• Totalitarismo

    CUANDO EL MIEDO NO VIENE DEL ESTADO, SINO DEL GRUPO

    Hay censuras que no necesitan leyes. Basta con una mirada de desprecio, una acusación lanzada en redes, una invitación que ya no llega. El totalitarismo blando no se impone desde arriba, sino desde los márgenes sociales. Se vale de emociones como la culpa, la vergüenza y el miedo al rechazo para hacer que el pensamiento crítico se calle, incluso antes de nacer. Ya no se castiga al que disiente: se le aísla, se le ridiculiza, se le acusa de “hacer daño”.

    Este tipo de represión emocional opera con gran eficacia: transforma cualquier objeción en una transgresión moral. Si dudas, es porque eres insolidario. Si criticas, es porque odias.

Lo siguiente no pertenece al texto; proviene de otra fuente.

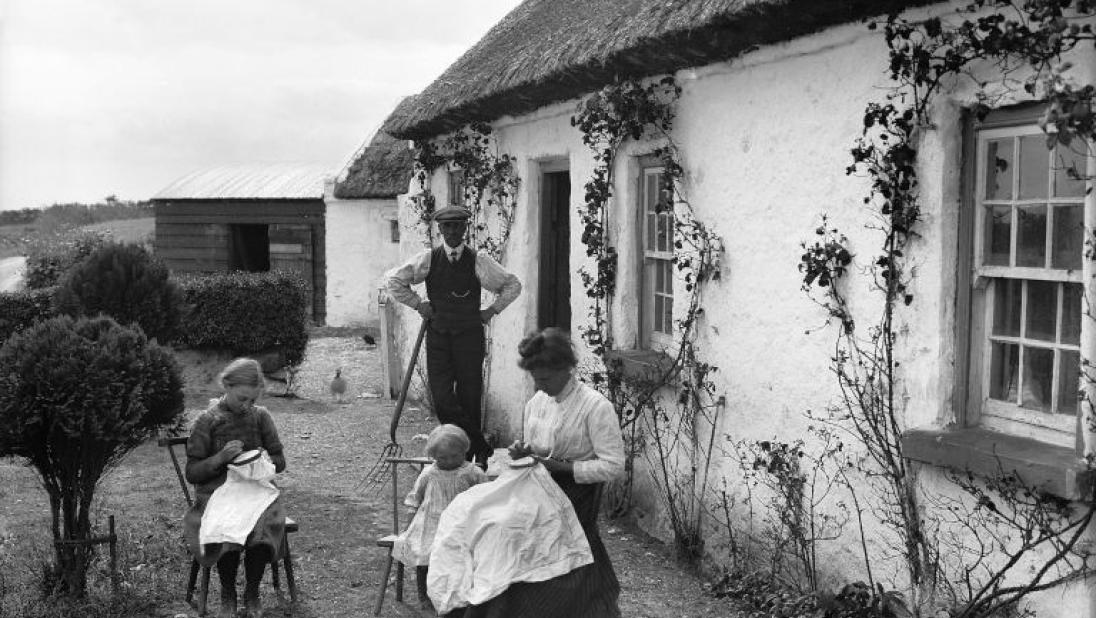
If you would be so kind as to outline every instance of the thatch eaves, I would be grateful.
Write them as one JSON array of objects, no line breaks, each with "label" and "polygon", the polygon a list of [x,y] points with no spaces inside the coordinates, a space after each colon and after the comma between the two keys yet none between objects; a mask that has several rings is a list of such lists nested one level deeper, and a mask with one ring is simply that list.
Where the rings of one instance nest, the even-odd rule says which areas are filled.
[{"label": "thatch eaves", "polygon": [[422,139],[932,0],[525,0],[385,123]]},{"label": "thatch eaves", "polygon": [[407,193],[414,168],[411,143],[377,131],[336,179],[335,197],[380,199]]}]

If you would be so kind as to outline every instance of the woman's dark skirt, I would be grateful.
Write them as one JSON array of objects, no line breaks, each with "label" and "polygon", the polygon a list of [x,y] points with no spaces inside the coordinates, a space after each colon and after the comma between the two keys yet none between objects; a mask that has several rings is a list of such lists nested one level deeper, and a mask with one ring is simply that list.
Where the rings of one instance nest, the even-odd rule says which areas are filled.
[{"label": "woman's dark skirt", "polygon": [[281,496],[275,498],[274,502],[271,502],[259,516],[259,521],[255,522],[255,527],[251,530],[251,534],[247,535],[247,540],[242,547],[236,543],[206,543],[203,547],[198,543],[202,513],[205,512],[207,502],[209,502],[208,495],[197,496],[194,506],[183,516],[183,538],[186,540],[187,549],[199,564],[213,566],[226,552],[252,547],[265,547],[270,551],[273,559],[282,557],[282,548],[285,547],[285,506]]},{"label": "woman's dark skirt", "polygon": [[[542,582],[511,584],[499,596],[465,610],[464,618],[619,618],[620,582],[597,527],[601,483],[580,484],[553,474],[571,500],[594,554],[591,564]],[[449,616],[461,616],[460,611]]]}]

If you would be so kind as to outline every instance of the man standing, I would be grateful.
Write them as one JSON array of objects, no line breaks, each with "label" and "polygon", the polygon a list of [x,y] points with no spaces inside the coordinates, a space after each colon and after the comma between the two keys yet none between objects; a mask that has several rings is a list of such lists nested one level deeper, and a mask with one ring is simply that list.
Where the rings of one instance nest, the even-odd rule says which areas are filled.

Si haces preguntas incómodas, es porque “alimentas discursos peligrosos”. Así se construye un consenso no argumentado, sino impuesto por la presión del entorno. Y quienes más lo refuerzan no son necesariamente agentes del poder, sino personas corrientes que actúan como guardianes emocionales del sistema.

    Lo más inquietante es que esta forma de control no necesita justificación legal ni aparato coercitivo. Su fuerza reside en lo emocional, en la anticipación del juicio ajeno, en la autocensura afectiva. Si el totalitarismo del siglo XX se basaba en el miedo al castigo, el del siglo XXI se apoya en el miedo a la desaprobación. El efecto es el mismo: el pensamiento libre desaparece. Solo que ahora, quien lo suprime somos nosotros mismos.